Définissons ce terme de «héros» pictural comme un système qui lierait sujet et mythe, sujet et valeur: Delacroix le trouvait encore dans l’enchevêtrement des batailles, ou Boccioni dans la machine à pleine vitesse, mais aujourd’hui, il n’est pas d’autre possibilité que de le chercher en dehors de nous, dans une exploration méthodique du champ interactif qui existe entre les figures, non pas dans la présentation mais dans son négatif. Le «héros» de la peinture a définitivement déserté l’humain. Comme l’écrivait Henry Miller, «maintenant le monstre est invisible. Il y en a des billions dans un grain de poussière». Et cette tentative, désespérée, de reconstituer le corps héroïque de la peinture est centrale chez Jean-Claude Meynard, qui méthodiquement, froidement même, travaille à recréer des conditions propices à sa venue; mais il ne reviendra plus. Le charme est rompu, et si Meynard fascine, c’est parce qu’il a perdu d’avance la guerre des styles, et que son oeuvre est le brasier glacial où crépite l’éloquence de la peinture, tisonné par un geste beaucoup trop lucide pour s’oublier dans la malédiction. Peut-on insuffler la vie à une motte de terre? Peut-on former un être humain à partir d’un cadavre? Quelques-uns essayèrent... C’est en tous cas la quête de quelques peintres dont le seul tort aura été de ne pas nous accompagner, tête baissée, dans la « décrépitude ».

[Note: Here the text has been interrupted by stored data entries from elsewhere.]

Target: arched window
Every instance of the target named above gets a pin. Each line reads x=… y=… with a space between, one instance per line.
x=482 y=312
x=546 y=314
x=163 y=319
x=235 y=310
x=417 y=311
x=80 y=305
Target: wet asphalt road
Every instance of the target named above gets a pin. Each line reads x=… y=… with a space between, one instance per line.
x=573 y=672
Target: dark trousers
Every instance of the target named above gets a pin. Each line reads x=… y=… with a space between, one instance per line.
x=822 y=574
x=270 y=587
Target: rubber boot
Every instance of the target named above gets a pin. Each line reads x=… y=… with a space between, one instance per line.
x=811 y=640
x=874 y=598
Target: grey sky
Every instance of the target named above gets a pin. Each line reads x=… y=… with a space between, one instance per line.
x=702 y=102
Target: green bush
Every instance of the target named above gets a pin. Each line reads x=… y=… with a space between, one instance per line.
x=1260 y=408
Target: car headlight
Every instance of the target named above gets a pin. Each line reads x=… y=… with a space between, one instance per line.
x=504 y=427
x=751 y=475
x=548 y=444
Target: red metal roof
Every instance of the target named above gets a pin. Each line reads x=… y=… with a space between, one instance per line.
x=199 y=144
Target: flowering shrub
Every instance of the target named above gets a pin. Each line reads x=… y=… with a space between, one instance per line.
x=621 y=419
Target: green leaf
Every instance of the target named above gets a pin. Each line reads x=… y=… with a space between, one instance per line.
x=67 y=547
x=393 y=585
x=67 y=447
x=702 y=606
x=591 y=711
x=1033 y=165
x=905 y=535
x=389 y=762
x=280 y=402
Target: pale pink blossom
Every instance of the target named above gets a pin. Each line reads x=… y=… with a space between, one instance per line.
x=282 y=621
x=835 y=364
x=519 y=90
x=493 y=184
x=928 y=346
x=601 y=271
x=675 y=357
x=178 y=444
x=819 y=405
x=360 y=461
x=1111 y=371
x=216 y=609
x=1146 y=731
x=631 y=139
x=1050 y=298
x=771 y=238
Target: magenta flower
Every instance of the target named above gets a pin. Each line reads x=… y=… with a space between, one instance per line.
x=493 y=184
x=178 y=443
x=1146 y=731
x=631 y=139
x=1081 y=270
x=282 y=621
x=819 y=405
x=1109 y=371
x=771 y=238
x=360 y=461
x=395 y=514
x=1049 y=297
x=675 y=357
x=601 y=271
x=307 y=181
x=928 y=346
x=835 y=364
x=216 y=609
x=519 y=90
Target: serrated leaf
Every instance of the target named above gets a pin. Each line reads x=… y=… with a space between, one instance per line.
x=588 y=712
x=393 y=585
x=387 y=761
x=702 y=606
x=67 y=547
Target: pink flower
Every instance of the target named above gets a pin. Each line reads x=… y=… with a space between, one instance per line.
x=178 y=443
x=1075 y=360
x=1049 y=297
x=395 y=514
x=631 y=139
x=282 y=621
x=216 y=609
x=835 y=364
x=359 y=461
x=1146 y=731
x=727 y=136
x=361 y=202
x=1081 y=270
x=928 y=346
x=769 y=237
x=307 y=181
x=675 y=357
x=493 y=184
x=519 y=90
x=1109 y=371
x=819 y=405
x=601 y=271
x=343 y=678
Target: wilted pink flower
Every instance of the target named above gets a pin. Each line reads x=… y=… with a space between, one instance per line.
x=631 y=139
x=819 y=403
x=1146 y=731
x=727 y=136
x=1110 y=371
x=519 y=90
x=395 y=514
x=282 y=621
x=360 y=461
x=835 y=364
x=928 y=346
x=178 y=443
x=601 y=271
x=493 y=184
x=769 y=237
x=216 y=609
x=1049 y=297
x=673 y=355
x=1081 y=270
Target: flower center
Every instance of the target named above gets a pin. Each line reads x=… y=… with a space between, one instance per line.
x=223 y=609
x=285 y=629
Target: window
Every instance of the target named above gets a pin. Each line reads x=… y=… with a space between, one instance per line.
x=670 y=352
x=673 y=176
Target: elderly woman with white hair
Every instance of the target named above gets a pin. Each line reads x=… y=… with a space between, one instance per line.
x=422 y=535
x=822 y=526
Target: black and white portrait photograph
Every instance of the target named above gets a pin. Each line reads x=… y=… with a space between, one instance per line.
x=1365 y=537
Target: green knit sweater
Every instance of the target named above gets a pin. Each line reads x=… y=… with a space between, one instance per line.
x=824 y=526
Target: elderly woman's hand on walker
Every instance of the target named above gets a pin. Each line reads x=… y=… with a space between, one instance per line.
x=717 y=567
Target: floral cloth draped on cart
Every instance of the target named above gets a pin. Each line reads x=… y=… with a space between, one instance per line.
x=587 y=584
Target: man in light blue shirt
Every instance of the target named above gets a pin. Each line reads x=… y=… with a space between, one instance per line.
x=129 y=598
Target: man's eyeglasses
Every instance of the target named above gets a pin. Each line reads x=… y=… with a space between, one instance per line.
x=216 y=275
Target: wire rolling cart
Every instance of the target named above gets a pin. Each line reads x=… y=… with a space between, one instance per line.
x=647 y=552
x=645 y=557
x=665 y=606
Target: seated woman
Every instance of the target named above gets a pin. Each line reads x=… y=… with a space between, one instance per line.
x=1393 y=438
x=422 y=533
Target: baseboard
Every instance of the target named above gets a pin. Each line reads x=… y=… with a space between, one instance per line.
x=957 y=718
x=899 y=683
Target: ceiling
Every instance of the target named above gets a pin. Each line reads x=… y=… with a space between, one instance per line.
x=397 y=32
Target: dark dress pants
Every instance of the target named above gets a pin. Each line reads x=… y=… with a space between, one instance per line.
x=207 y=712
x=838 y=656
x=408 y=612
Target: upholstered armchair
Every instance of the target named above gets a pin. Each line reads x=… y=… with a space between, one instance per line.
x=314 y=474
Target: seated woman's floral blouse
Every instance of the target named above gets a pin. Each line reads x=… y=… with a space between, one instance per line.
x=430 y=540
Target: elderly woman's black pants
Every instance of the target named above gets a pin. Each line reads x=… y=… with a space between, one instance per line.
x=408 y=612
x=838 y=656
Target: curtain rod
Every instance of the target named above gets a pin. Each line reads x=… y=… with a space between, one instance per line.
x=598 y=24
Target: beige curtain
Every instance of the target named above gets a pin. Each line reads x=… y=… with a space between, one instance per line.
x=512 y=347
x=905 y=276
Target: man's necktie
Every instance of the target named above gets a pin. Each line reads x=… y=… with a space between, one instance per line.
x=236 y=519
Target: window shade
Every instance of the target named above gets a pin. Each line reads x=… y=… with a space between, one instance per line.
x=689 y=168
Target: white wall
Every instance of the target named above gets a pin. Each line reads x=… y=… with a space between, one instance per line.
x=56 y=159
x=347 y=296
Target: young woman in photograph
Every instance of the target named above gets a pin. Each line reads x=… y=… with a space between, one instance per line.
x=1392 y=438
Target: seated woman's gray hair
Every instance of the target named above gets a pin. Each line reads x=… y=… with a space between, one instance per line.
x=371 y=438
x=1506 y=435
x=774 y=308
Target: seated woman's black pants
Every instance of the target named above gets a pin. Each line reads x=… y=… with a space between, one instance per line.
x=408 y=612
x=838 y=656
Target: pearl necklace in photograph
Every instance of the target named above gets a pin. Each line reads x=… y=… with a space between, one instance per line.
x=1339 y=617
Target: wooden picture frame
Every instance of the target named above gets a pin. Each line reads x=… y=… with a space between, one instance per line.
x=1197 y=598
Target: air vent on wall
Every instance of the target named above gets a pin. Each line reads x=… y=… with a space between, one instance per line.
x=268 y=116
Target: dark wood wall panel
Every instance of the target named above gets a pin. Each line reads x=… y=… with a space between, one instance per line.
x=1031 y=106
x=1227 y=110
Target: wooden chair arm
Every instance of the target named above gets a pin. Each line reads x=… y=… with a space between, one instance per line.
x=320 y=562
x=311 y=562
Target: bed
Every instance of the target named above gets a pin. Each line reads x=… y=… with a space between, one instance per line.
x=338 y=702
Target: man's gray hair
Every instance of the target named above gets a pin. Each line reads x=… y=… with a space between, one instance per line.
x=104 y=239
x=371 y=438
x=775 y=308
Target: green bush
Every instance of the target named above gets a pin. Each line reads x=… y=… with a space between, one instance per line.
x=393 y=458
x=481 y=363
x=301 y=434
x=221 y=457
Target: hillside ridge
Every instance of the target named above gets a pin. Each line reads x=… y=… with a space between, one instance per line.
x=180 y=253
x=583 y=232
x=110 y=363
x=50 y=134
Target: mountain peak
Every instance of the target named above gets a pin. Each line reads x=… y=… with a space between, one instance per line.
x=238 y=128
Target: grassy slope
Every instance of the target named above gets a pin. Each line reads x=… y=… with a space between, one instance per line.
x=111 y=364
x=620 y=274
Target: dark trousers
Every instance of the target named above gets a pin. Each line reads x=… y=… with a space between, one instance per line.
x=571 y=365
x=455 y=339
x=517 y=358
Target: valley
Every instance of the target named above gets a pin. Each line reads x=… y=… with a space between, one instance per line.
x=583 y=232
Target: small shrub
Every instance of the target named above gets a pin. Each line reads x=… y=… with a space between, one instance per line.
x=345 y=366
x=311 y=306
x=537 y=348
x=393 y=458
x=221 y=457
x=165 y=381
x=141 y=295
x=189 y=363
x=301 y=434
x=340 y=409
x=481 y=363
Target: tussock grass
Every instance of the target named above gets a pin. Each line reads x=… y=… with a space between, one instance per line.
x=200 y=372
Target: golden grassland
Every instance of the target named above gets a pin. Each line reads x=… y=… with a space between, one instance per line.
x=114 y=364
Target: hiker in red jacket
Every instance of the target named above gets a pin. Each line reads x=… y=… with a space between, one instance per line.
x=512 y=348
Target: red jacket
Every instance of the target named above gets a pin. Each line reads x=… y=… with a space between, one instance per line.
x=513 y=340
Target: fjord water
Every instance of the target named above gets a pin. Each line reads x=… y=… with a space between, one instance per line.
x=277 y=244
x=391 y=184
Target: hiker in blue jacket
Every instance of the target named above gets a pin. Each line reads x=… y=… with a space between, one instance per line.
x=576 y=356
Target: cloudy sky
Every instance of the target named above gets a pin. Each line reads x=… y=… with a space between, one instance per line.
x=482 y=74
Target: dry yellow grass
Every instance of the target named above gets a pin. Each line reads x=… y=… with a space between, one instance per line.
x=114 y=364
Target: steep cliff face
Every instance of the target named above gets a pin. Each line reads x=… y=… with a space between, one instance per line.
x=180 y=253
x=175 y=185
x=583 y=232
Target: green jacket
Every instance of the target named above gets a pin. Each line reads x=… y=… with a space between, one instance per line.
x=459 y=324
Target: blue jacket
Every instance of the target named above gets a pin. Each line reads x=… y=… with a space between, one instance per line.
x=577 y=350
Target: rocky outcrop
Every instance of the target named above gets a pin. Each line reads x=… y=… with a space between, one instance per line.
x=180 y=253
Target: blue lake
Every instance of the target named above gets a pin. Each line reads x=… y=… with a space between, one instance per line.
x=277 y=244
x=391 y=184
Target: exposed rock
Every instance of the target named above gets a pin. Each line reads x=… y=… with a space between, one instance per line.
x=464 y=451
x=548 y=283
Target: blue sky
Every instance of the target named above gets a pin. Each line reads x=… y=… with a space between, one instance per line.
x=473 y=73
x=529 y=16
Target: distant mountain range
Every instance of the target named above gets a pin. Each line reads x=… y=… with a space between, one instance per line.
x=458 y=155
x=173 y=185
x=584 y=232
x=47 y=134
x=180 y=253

Nicolas Bourriaud - mai 1988

Corps Héroïques I

« Corps Héroïques I » 1986 - Jean-Claude Meynard

Baudelaire was indeed at the heart of the cyclone... Precisely at the intersection between what had to die and what had to be born, between metaphysical passion and the silence of painting, that is to say between Delacroix and Manet, he found himself quartered by this choice, terrified by what was inescapable. « You are the first in the decrepitude of your art », he said to Manet. And this «decrepitude» consisted of a progressive disappearing of image and subject, of eloquence being stifled by the unfurling of so many brush strokes. But it was mostly the bursting forth of a heroic image of the individual being drowned among urban crowds in the streets and squashed into bidimensionality on the canvas... Why did Baudelairian modernism baulk this way when faced with the apocalypse of subjectmatter? Because in France, as far as the abyss is concerned, people prefer to dive in backwards. Because the French love most what is crepuscular, splendidly gamy, and adore the dance of Death when it is disguised in dazzling fireworks... We know now that heroes die when systems collapse, but Baudelaire’s choice is still ours: besides, we have the Delacroix we deserve and a huge helping of Manet !

Corps Héroïques II

« Corps Héroïques II » 1987 - Jean-Claude Meynard

Let us define this concept of pictorial «hero» as a system wich would ally subject and myth, subject and moral value: Delacroix still found it in the confusion of a battle or Boccioni in a machine running at full speed, but today we can only search for it outside ourselves, by a methodical exploration of the space existing between interactive figures - representation by its obverse. In painting, the «hero» has deserted the human world for good. As Henry Miller said, «the monster is now invisible. There are billions of him in a speck of dust». And this desperate attempt to restore its heroic body to pointing is central in Jean-Claude Meynard’s work: methodically, coldly even, he tries to recreate the conditions which might allow it to come back: but it won’t come back. The spell is broken, and if we are fascinated by Meynard, it is because he has from the outset lost the war of the styles, because his work is the freezing fire in which the eloquence of painting crackles, stoked in a way so lucid it could never become maledictory. Is it possible to breathe life into a lump of earth? Is it possible to make a human being out of a corpse? Some have tried... Anyway it is the purpose of some painters whose only fault is not to rush blindly with us into «decrepitude».